Somehow Wade had managed to secure a table for them. It wasn’t much bigger than a seder plate in circumference, but it was tall. They had to perch themselves on stools around it, and she had to sit between Wade and Hilda, who were barely talking. Hostility swept back and forth between them like the waves rolling in on Cape Cod at high tide.

Wade played with the straw in his club soda. He was the designated driver and promised to stick with soft drinks. But Hilda was making quick progress with her cocktail—some fashionable variation on a martini—and the white wine Ruth had ordered was so cold she couldn’t taste it.

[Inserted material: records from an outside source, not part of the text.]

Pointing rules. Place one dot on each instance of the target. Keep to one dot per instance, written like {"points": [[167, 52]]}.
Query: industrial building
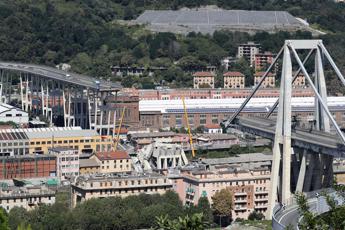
{"points": [[39, 140], [98, 186], [27, 166], [9, 113], [67, 161], [113, 161], [247, 176], [201, 112], [219, 93], [26, 197]]}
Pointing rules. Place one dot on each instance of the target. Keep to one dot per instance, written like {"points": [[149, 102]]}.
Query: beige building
{"points": [[247, 176], [121, 185], [300, 80], [89, 166], [248, 51], [27, 197], [83, 140], [233, 80], [269, 82], [113, 162], [203, 80]]}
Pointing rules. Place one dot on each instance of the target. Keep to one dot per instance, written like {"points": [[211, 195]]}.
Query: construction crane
{"points": [[118, 130], [188, 127]]}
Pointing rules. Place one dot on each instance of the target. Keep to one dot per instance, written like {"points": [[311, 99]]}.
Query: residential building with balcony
{"points": [[248, 51], [26, 197], [246, 176], [67, 162], [203, 80], [113, 161], [269, 82], [112, 185], [233, 80]]}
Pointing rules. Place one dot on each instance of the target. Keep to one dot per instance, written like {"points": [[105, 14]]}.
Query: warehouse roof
{"points": [[232, 104], [57, 132]]}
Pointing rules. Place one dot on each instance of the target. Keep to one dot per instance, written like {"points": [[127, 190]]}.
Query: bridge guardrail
{"points": [[275, 223]]}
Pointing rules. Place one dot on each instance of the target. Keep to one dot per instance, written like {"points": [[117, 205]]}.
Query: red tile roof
{"points": [[203, 74], [262, 73], [233, 74], [212, 126], [113, 155]]}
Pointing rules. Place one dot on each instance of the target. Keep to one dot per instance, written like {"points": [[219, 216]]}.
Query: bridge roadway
{"points": [[60, 75], [290, 216], [314, 140]]}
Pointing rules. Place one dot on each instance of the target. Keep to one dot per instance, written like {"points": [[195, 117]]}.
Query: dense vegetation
{"points": [[87, 35], [133, 212], [333, 219]]}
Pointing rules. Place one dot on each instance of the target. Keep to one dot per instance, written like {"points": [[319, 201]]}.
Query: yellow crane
{"points": [[188, 127], [119, 129]]}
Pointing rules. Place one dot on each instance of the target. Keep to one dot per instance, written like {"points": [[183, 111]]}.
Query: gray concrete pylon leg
{"points": [[286, 158], [277, 153], [328, 171], [309, 173], [21, 91], [302, 171], [295, 167]]}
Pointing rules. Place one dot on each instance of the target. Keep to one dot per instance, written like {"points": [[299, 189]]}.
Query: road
{"points": [[60, 75], [318, 138]]}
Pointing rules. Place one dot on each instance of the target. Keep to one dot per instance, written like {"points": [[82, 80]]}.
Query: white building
{"points": [[26, 197], [67, 161], [248, 51], [11, 113]]}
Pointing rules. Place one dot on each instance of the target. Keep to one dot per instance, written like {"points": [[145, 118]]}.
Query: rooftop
{"points": [[113, 155], [203, 74], [152, 135], [241, 158], [233, 74], [84, 163]]}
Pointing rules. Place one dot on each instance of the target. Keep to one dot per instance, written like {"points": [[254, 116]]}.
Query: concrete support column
{"points": [[302, 170]]}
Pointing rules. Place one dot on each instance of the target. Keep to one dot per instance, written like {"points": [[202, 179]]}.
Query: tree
{"points": [[3, 220], [256, 216], [222, 204], [194, 222], [205, 207]]}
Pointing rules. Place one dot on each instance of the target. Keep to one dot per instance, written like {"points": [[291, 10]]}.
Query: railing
{"points": [[275, 223]]}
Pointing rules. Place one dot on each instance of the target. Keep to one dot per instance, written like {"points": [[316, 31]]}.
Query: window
{"points": [[202, 119], [178, 120], [215, 118]]}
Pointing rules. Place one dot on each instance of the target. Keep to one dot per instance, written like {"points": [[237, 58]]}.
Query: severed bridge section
{"points": [[302, 158], [62, 98]]}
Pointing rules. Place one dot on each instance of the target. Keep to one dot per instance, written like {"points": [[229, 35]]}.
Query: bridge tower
{"points": [[298, 169]]}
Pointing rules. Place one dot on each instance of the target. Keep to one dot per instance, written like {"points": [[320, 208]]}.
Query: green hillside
{"points": [[85, 33]]}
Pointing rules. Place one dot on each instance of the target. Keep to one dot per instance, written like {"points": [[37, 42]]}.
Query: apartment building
{"points": [[263, 60], [233, 80], [246, 176], [300, 80], [94, 186], [113, 162], [89, 166], [269, 82], [219, 93], [27, 166], [26, 197], [248, 51], [83, 140], [203, 80], [67, 161]]}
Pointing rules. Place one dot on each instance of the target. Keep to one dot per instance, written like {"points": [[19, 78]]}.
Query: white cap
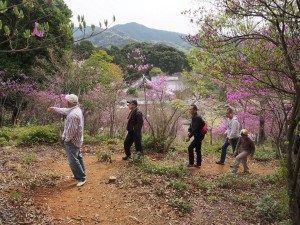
{"points": [[72, 98]]}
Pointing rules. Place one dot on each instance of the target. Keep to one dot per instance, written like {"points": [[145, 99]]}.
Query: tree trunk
{"points": [[14, 116], [261, 134], [293, 165]]}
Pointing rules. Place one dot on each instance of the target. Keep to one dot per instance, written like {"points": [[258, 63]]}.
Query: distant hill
{"points": [[121, 35]]}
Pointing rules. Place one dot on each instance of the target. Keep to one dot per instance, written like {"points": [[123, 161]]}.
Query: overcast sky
{"points": [[158, 14]]}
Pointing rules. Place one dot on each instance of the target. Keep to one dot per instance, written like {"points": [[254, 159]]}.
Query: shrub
{"points": [[148, 167], [152, 145], [104, 156], [264, 154], [267, 207], [178, 185], [15, 196], [38, 135], [28, 159]]}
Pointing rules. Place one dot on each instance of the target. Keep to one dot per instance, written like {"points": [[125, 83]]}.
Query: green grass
{"points": [[146, 166], [28, 159], [15, 196]]}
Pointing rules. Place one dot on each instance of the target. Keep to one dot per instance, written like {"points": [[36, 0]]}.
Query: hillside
{"points": [[121, 35]]}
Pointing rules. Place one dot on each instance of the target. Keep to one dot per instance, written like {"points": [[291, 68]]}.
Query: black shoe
{"points": [[126, 157], [189, 165], [139, 154]]}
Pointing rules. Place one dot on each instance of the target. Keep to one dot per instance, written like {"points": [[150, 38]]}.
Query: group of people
{"points": [[242, 145]]}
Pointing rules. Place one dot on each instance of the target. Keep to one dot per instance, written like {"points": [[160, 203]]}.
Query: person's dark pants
{"points": [[234, 142], [75, 161], [130, 138], [195, 144]]}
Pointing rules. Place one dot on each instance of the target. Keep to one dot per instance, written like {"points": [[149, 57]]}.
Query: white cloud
{"points": [[158, 14]]}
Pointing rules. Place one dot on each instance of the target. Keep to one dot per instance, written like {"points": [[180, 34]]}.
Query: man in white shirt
{"points": [[232, 134], [73, 136]]}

Across the room was a dance floor crammed with people. From this distance they looked like a single writhing organism, their movements in no way related to the thumping music a DJ was playing. She didn’t recognize the song. She’d followed the music her kids had listened to in their youth, but this next generation, she just wasn’t exposed to their music as much. Unlike Doug and the girls with their stereos, Abbie and Noah absorbed their music through iPods plugged into their ears. Ruth could never lurk in their bedroom doorways, eavesdropping on what they were playing and deciding whether she liked it.